It’s been more than 40 years since I stepped foot on the Asbury Park boardwalk in summer, and an awful lot has happened in the interim. My Uncle Tom was a newlywed then, and had recently bought the house on Grasmere Avenue. Now we’re in New Jersey to celebrate the wedding of his youngest at the chapel out on the grassy point of Sandy Hook, from which, had I brought my binoculars, I could see all the way across the ocean to the Long Island beaches where I spent my childhood summers.

So close I can almost touch it.

The beach will always remind me of my father — his eyes like the sea, the sand like his hair, his mind on the waves, always.

My mother misses his presence at the wedding, I can tell. We all do. But it’s tough to mourn the dead when there’s so much evidence of life here on the shoreline: Pregnant women, new babies, young love, a forever promise, a full dance floor and the tide rolling out and then in, a spectacular sunset breaking through low clouds to paint the sky electric.
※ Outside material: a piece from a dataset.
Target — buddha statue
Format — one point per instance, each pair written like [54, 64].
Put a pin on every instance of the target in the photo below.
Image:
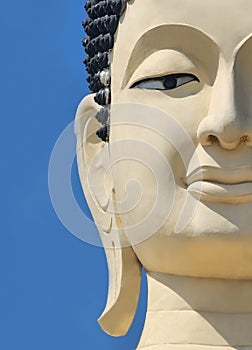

No one who was there will ever forget.

My daughter had never seen the beaches of New Jersey. She’d never been the youngest cousin at a wedding before, never enjoyed all that entails. In a couple days she will get on an airplane by herself for the first time in her life, landing in a new city to take the first tentative steps into her own future.

These days there’s a pinball museum on the boardwalk at Asbury Park. It was a lot less crowded the last time I was here, in the winter, with my dad. It’s 10 bucks for 60 minutes, long enough for me to get high scores on two machines and play the old mechanical baseball table that also reminds me of my father, ever present, like the soft roar of the ocean.

On the boardwalk, when I was small, the ocean seemed so very far away across that vast expanse of sand. It looks a lot closer now, like I can reach out and touch it.